Dopo alcuni preoccupanti segnali premonitori, la scorsa settimana, Celsius, la piattaforma statunitense considerata il primo conto di deposito mondiale di criprovalute con un vasto bacino di clientela (circa 2 milioni), si è vista costretta a presentare i libri in tribunale per avviare la procedura fallimentare.
Continua, dunque, la catena di difficoltà per le piattaforme decentralizzate di gestione del risparmio che nelle ultime settimane hanno registrato i casi problematici della canadese Voyager, della singaporiana Vauld, del fondo hefge Three Arrows Capital, non dimenticando, naturalmente, il precedente, ma pur sempre recente, crack dalle dimensioni rilevanti (60 miliardi di dollari) di Luna.
Al di là delle polemiche che stanno caratterizzando la vicenda Celsius, accusata di aver privilegiato nella restituzione delle somme i grandi creditori rispetto ai piccoli risparmiatori, questo nuovo episodio di patologia finanziaria rinnova le preoccupazioni più volte manifestate dalle Autorità di Vigilanza dei mercati finanziari.
Ormai, è accertato che l’assenza di specifici vincoli di regolamentazione ha contribuito ad una crescita incontrollata del settore delle piattaforme decentralizzate (defi), tanto da potersi parlare di una autentica “bolla defi”, alimentata dall’afflusso di risparmi provenienti da risparmiatori, attratti esclusivamente dagli alti tassi di remunerazione, soprattutto in un periodo, come quello ancora recente, di tassi di mercato prossimi allo zero, se non addirittura negativi.
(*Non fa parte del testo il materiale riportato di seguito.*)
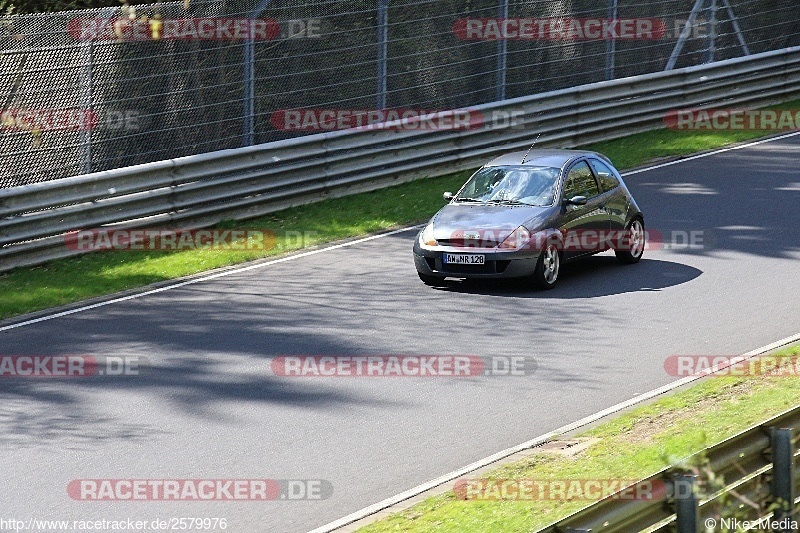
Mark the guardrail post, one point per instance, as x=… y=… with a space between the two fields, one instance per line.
x=687 y=516
x=782 y=486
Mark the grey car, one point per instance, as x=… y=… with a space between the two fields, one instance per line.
x=522 y=214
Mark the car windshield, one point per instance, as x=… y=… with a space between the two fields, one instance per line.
x=512 y=184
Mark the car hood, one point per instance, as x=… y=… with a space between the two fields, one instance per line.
x=491 y=222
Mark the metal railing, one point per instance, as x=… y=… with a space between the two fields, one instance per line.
x=763 y=456
x=200 y=190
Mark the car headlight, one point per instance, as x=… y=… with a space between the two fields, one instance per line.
x=426 y=237
x=516 y=240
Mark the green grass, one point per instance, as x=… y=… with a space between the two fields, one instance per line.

A fronte di questo massiccio afflusso di denaro fresco, purtroppo, non è stato raro il caso di gestori che hanno applicato dei facsimile di “schema Ponzi”; in altri termini, corrispondendo, finché è stato possibile, delle somme in conto interessi ai precedenti clienti, attingendo direttamente dalle somme versate dai nuovi incauti risparmiatori.
Oltre a questo fondamentale elemento di mala gestio, un secondo elemento di vulnerabilità delle piattaforme decentralizzate va individuato nei furti a cui sono soggette. Secondo il recente “The Chainanalysis State of Web3 report”, le piattaforme si prestano più facilmente ai tentativi di furto ; al punto che, secondo questo documento, nel 2022 la quasi totalità (97%) degli 1,68 miliardi dollari rubati nella criptosfera si può far risalire a violazioni dei protocolli defi. Un fenomeno, che si accompagna a quello, altrettanto allarmante, delle operazioni di riciclaggio di denaro sporco, rese più semplici dalle caratteristiche di anonimato che contraddistinguono le transazioni tramite blockchain.
Due aspetti inquietanti del mondo delle criptoattività, che non possono essere sottovalutati e che rendono ancor più rilevante il rischio sistemico legato allo sviluppo incontrollato di queste piattaforme, richiedendo, in definitiva, sempre più urgentemente, un vigoroso e indifferibile intervento delle Autorità di Vigilanza su entrambe le sponde dell’Atlantico.